O estás aquí, en el mundo real. O estás allí, entre las páginas del último libro de Mircea Cartarescu, ‘Solenoide’. Me levanto, escribo, paseo, preparo la comida, hago las tareas de la casa, juego con la gata, escucho la radio, pero estoy en todo momento con ese profesor que soñaba con escribir. Camino con él por las calles de su infancia, evoco con él la figura de sus padres, atravieso con él los malos momentos de su servicio militar, le acompaño en la habitación de esa casa con forma de barco en la que escribe… Me deslizo por sus páginas como uno se desliza por las aguas casi terapéuticas de una piscina vacía, acristalada. Me deslizo por sus páginas como el profesor se desliza por el agua -casi terapéutica también- de su bañera. El mundo exterior es entonces algo difuso, lejano. No importa que llueva (llueve) o haga sol (rara vez en estos días cercanos al invierno, agonizando ya otro año). Me dejo llevar por esa lectura como uno se deja llevar cuando tiene algo de fiebre. Suspendido en un territorio un tanto etéreo, hipnótico. Dulcemente etéreo, dulcemente hipnótico.

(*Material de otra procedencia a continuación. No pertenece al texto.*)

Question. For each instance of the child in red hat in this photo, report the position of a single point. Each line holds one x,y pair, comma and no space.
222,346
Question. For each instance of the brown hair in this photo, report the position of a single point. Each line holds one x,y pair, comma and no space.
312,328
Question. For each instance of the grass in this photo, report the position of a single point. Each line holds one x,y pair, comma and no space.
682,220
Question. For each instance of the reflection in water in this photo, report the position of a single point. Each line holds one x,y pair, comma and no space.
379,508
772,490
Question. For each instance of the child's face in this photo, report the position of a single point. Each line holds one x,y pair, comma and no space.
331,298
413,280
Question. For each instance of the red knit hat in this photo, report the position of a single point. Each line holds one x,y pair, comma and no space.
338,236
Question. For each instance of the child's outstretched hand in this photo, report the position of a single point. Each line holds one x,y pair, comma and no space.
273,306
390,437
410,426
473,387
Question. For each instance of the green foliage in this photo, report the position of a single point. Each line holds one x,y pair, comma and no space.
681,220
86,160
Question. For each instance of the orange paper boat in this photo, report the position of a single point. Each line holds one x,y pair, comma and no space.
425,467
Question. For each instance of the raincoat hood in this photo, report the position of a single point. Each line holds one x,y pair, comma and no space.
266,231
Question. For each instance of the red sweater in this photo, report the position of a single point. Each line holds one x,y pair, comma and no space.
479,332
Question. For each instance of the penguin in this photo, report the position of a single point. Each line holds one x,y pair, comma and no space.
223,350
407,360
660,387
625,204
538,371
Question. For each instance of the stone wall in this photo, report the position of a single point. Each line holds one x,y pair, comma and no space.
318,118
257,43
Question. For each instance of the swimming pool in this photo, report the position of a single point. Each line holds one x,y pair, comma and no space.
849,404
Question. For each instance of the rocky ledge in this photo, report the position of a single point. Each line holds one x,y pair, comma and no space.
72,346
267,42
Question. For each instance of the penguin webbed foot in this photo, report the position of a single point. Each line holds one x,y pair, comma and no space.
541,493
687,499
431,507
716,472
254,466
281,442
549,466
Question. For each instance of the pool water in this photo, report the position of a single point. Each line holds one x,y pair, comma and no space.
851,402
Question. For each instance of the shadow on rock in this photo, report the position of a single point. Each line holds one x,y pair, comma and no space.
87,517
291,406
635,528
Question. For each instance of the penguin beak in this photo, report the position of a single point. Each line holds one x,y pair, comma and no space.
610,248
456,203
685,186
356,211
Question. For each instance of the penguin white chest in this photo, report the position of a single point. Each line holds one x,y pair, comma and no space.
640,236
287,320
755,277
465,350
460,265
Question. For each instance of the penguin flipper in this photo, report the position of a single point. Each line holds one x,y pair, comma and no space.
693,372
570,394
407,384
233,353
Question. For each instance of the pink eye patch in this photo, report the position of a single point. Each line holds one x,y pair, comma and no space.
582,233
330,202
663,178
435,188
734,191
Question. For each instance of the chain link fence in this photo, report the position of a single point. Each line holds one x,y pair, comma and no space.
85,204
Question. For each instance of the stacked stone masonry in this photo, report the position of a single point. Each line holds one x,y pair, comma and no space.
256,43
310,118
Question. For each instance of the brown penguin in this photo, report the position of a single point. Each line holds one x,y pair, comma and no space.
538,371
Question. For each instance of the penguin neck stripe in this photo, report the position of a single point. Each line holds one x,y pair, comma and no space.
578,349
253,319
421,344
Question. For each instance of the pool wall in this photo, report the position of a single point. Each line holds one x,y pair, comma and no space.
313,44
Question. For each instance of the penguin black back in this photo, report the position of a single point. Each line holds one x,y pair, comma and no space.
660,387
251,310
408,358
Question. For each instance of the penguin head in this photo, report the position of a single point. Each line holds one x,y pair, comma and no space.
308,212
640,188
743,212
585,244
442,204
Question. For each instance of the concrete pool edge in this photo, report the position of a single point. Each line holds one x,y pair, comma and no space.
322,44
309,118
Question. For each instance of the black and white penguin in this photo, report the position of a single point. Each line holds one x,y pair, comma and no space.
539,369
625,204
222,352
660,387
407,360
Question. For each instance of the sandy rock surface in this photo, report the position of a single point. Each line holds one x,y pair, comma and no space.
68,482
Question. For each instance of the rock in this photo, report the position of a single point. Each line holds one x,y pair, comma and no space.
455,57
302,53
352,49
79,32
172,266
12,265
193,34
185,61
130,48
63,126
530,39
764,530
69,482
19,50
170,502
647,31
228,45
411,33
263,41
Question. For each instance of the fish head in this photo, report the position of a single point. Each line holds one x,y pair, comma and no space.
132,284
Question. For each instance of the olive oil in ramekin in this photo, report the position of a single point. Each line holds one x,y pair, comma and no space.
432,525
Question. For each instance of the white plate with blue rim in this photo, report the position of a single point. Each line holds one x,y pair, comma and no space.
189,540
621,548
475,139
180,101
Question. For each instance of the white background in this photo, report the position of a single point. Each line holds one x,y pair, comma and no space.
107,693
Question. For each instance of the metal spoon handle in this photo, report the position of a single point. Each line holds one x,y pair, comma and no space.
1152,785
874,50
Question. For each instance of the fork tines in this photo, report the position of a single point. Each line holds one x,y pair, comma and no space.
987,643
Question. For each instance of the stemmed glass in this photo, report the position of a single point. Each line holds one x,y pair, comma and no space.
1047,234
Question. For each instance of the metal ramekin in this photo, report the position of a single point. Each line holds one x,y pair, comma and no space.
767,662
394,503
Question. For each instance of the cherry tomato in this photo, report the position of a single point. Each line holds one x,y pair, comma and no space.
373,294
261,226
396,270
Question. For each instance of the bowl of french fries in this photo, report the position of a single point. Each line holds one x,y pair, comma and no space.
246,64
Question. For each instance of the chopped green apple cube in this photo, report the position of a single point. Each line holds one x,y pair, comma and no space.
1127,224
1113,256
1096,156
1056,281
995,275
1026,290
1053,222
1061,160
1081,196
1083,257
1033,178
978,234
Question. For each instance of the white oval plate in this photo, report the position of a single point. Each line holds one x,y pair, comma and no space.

Ese territorio que te aleja momentáneamente de lo cotidiano, de las noticias, de los mensajes recibidos en el móvil, de las voces embarulladas que llegan del exterior. Mis calles, las de ahora y las de la infancia, ya no son mis calles, sino las de este profesor que empieza la narración contándonos que ha vuelto a coger piojos. Su pelo largo roza el pelo de sus alumnos y los dichosos bichos pasan de una cabeza a otra con total libertad: como uno atraviesa las piedras para cruzar un río o los viejos tablones de un puente para llegar al otro lado. O mejor dicho: mis calles, las de ahora y las de la infancia, se asemejan a las suyas. Los mapas se entrecruzan y ya no hay fronteras. En el fondo, ya lo sabemos, todas las familias se parecen. Y todas las vidas, también. Es algo que vamos aprendiendo al mismo tiempo que cumplimos años y en el rosto y en las manos van apareciendo las inevitables arrugas. Según avanzamos por lecturas y vericuetos, por mares en calma y enfermedades, por encuentros dichosos y desencuentros inesperados. Todo ese vaivén que recorre múltiples estados de ánimo. De la adolescencia a la madurez. Sólo es necesario no bloquearse ante los sentimientos, y observar. Observar constantemente.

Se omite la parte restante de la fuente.